This level of transparency, often praised by Bitcoin supporters, may also be what keeps central banks away. Imagine being a central bank and accumulating an asset whose flows can be tracked in real time on a public ledger.
The lack of privacy is also a concern for large institutional players. At Consensus Hong Kong in February, participants noted that the mass adoption of blockchain technology at the institutional level may ultimately depend on stronger privacy features, particularly for large transactions.
The market seems to align with the growing expert consensus on privacy. For instance, the privacy-focused coin zcash (ZEC) has surged over 800% since early 2025. Bitcoin, meanwhile, is down over 10%.
Correlated to stocks
Dalio’s concerns, however, go beyond central bank adoption.

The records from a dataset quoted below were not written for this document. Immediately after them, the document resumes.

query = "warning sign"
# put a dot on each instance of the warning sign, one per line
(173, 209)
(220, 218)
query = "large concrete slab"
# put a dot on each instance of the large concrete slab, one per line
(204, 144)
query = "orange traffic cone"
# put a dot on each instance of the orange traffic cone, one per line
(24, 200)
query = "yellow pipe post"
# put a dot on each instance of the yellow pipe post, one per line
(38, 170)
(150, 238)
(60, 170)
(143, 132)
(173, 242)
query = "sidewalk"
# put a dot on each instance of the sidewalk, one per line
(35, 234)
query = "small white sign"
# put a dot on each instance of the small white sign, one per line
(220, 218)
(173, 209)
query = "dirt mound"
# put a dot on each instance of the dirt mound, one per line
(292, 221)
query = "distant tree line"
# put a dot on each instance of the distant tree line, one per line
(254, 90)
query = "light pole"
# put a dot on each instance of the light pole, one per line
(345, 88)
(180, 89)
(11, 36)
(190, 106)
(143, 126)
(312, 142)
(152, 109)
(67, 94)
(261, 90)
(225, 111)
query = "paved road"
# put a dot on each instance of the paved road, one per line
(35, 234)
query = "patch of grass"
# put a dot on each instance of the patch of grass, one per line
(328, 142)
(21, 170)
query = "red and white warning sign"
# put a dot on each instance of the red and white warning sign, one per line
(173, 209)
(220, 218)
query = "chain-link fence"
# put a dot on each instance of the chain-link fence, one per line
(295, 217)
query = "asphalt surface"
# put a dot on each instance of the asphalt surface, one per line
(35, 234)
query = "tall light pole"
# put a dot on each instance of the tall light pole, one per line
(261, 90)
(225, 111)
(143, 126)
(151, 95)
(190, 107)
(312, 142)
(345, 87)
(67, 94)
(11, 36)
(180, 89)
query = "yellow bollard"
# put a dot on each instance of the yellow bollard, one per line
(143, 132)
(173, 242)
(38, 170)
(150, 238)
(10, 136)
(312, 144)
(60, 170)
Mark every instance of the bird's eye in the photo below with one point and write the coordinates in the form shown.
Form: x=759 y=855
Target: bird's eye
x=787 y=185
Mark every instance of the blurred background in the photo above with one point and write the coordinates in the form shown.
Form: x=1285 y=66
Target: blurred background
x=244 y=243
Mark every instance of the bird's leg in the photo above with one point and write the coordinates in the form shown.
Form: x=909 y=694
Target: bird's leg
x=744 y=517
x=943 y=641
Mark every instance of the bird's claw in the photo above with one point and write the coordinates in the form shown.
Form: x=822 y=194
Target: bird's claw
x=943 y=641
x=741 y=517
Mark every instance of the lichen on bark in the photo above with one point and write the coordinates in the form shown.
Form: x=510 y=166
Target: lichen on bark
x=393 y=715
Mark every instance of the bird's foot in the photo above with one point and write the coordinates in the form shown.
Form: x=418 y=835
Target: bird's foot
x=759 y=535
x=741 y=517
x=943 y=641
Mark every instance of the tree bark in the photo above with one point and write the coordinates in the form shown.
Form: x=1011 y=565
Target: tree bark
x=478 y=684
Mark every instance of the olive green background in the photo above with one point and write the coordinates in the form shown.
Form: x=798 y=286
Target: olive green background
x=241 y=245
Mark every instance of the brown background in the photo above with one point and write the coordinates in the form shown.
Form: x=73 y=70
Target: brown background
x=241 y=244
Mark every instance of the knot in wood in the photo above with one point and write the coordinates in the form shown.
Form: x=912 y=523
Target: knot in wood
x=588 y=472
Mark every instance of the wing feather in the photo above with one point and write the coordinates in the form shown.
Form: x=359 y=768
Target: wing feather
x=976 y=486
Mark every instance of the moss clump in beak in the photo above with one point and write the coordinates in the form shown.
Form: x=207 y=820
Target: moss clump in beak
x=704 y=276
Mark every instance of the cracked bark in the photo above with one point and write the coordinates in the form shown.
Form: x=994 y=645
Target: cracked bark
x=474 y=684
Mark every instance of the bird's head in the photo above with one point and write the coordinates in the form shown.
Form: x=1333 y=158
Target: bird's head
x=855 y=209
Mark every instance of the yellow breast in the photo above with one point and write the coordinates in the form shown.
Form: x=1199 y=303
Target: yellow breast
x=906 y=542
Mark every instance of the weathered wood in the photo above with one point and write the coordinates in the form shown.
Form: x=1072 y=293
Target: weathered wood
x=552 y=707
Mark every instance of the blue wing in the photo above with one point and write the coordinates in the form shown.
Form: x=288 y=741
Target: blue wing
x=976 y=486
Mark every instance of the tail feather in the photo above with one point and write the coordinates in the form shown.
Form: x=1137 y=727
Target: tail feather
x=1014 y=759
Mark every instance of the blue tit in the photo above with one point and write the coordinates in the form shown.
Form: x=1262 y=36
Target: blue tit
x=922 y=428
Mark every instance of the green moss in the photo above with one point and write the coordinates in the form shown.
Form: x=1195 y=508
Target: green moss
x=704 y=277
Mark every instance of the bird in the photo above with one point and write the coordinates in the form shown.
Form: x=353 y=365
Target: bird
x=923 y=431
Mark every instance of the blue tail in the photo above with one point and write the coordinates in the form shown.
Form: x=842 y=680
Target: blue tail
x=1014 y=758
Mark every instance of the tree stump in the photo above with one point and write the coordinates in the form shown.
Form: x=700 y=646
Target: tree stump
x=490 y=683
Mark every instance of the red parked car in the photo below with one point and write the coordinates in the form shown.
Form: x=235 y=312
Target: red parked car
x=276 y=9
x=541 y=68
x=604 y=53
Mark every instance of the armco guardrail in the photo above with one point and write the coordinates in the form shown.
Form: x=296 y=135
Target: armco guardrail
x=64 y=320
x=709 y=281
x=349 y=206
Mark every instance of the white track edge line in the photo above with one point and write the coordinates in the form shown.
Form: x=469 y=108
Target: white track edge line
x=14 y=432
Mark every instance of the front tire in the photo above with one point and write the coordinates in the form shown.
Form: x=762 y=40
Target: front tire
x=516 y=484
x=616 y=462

He pointed to structural issues that limit bitcoin’s appeal as a reserve asset compared to traditional alternatives like gold.
One of them is its tendency to take cues from Wall Street, especially the technology stocks, rather than acting as an independent store of value during periods of stress.
As of writing, the 90-day correlation coefficient between bitcoin and the Nasdaq, Wall Street’s tech-heavy index, was 0.89, according to data source TradingView. That translates into an R² of 0.79, meaning roughly 79% of bitcoin’s price movements can be explained by its relationship with the Nasdaq over the 90 days. The data points to BTC’s behavior more as a risk-on asset than an independent store of value.
The other issue Dalio highlighted is the market’s scale and structure. Unlike gold, which is deeply established, widely held, and exists outside any single digital system, bitcoin remains a relatively small and more easily influenced market. In his view, these factors further weaken its case as a global reserve asset, despite growing institutional participation.
“Ultimately, gold is more widely held, deeply established, and still plays a central role in the global system,” he said.
Dalio has repeatedly favored gold over bitcoin, and his views have been countered by crypto industry experts.